Exploring remaining limitations

  • Relying on national health expenditure data: while there is a clear demand for a comparable measure of what spending on PHC entails, the largest limitation remains – high quality recollection of health expenditure data. While the system of health accounts framework proposes different categories for how to disaggregate health expenditure data, few countries do this in practice. National records often struggle to capture these due to gaps in capacity. To more accurately reflect a country’s prioritisation of PHC, through its share of spending in this area, countries continue to need assistance in producing national health accounts reports and studies.

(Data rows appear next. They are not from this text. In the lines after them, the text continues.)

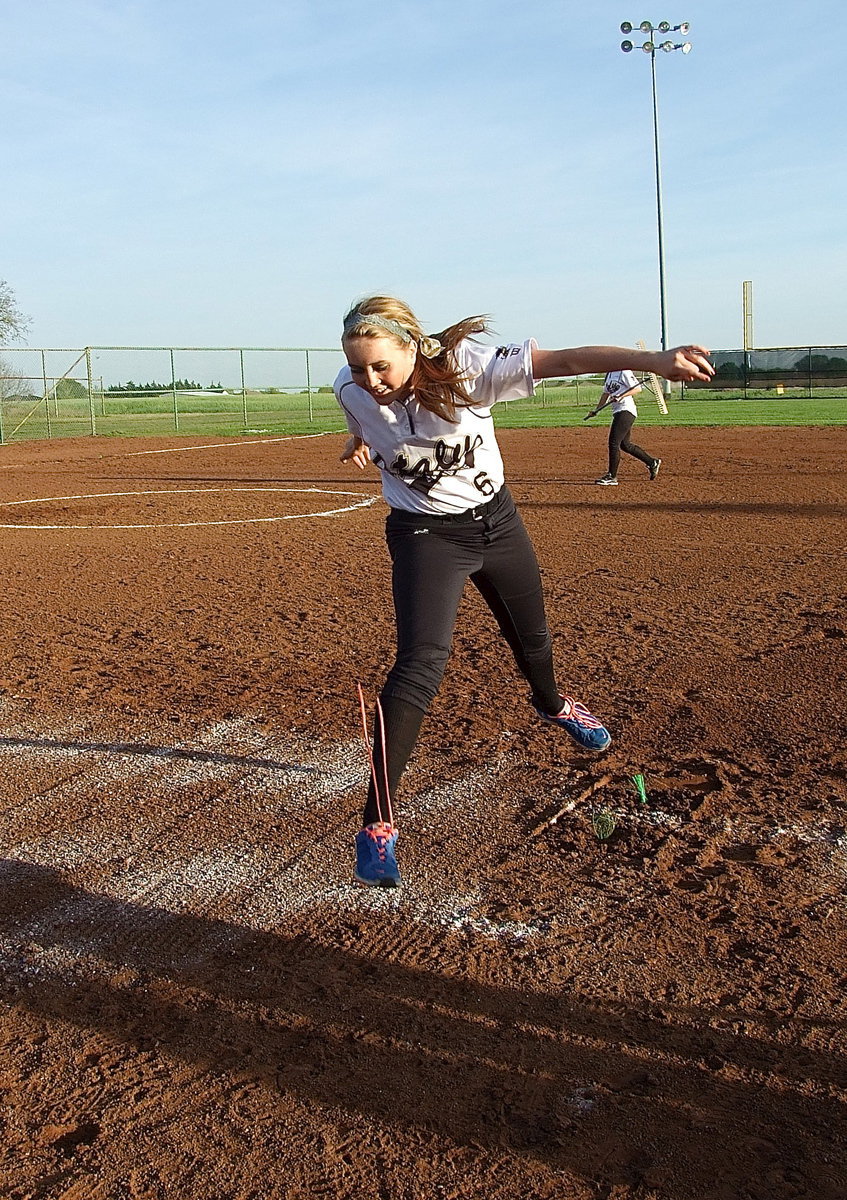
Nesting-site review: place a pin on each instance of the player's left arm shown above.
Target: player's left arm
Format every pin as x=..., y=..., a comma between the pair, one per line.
x=682, y=364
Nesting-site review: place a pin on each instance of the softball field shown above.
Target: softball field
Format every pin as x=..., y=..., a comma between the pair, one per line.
x=580, y=993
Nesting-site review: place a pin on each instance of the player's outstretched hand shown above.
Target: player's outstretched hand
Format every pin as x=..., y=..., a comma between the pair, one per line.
x=684, y=363
x=355, y=450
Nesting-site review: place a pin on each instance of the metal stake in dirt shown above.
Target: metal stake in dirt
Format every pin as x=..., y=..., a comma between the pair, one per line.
x=388, y=816
x=638, y=780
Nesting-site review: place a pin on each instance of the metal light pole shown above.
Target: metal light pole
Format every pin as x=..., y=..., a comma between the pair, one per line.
x=648, y=29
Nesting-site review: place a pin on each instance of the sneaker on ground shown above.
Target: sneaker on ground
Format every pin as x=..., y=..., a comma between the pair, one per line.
x=376, y=864
x=575, y=719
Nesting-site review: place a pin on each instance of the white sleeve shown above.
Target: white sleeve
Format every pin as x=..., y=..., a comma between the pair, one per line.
x=497, y=372
x=342, y=381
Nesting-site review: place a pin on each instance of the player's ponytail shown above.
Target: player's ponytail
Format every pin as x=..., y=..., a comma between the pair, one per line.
x=437, y=381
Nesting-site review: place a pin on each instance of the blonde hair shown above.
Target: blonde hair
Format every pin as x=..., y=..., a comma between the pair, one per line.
x=437, y=379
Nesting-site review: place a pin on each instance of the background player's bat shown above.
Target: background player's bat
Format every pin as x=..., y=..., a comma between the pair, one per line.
x=655, y=385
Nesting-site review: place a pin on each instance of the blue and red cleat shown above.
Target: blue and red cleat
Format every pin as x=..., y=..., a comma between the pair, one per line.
x=586, y=730
x=376, y=864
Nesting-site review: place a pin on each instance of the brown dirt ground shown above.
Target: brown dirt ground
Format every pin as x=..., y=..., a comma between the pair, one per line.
x=196, y=1001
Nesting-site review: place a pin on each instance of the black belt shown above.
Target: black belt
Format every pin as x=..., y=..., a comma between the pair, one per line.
x=476, y=514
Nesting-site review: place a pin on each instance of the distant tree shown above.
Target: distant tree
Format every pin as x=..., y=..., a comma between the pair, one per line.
x=70, y=389
x=13, y=324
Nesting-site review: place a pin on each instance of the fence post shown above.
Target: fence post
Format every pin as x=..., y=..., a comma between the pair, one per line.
x=47, y=395
x=90, y=385
x=173, y=393
x=244, y=391
x=308, y=388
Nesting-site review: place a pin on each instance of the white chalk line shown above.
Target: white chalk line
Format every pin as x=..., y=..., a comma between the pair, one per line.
x=142, y=874
x=228, y=445
x=362, y=503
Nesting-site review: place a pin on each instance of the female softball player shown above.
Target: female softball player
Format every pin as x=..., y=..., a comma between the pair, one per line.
x=619, y=390
x=419, y=408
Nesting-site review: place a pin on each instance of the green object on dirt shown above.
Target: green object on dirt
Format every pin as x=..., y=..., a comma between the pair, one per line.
x=604, y=823
x=638, y=780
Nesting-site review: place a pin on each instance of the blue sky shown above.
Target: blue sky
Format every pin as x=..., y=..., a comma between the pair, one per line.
x=208, y=173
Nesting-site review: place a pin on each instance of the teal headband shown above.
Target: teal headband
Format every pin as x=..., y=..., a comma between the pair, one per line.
x=371, y=318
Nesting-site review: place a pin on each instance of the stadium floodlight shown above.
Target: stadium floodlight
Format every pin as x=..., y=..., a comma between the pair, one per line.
x=650, y=47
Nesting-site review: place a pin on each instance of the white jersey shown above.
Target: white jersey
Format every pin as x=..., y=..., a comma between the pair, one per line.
x=430, y=465
x=616, y=384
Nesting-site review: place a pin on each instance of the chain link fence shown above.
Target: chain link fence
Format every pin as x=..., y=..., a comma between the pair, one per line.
x=158, y=390
x=127, y=390
x=796, y=372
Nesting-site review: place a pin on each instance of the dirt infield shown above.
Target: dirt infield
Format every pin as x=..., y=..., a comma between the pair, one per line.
x=197, y=1002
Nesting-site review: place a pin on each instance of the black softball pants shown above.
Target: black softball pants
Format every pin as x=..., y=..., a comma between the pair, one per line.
x=619, y=439
x=432, y=559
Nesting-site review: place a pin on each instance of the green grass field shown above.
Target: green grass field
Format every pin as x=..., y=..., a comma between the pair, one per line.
x=259, y=414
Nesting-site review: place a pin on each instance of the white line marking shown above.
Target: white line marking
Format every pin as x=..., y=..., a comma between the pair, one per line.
x=364, y=502
x=228, y=445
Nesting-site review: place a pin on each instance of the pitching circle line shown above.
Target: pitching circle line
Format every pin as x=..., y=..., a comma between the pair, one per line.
x=364, y=502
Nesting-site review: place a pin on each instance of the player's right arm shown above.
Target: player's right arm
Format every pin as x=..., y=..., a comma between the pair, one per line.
x=356, y=450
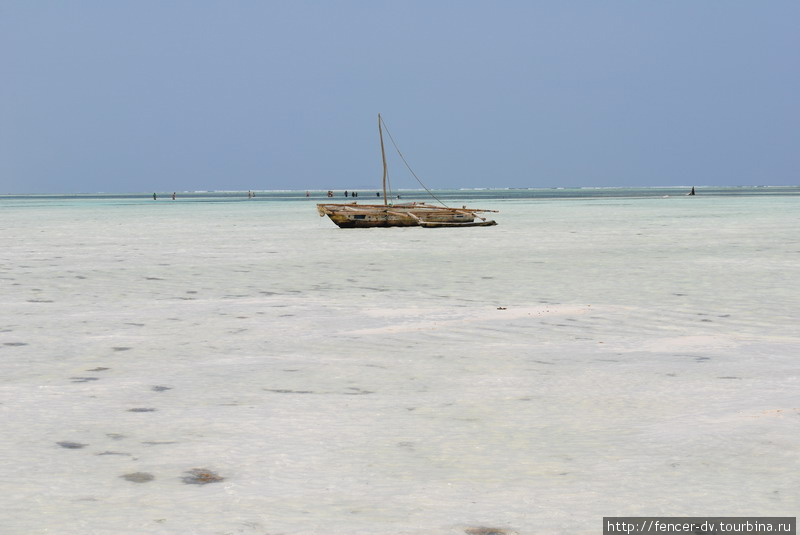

  • Reporting private purchases of medical goods: while it is difficult to imagine a correct estimate of PHC spending without including all relevant medical goods, how to include all of these remains an issue. Due to the nature of expenditure tracking, the reporting of private purchases of medical goods outside of health facilities, such as those obtained in pharmacies, cannot be tracked to the service or function they relate to. While realising that it would represent a clear overestimation health spending in this area, an alternative proxy measure, such as equivalent proportion from public sector goods being applied to private sector goods, could be included to substitute the incomplete option of complete exclusion of all privately purchased medical products.
  • Excluding capital investment: due to the nature of the national health accounting framework, the definition of PHC used in the report excludes capital investment. However, the need to build additional health facilities, particularly health posts and health centres, which lead the way in delivering these services, should not be overlooked, and a definition of PHC and its related expenditures should attempt to incorporate such spending in the future.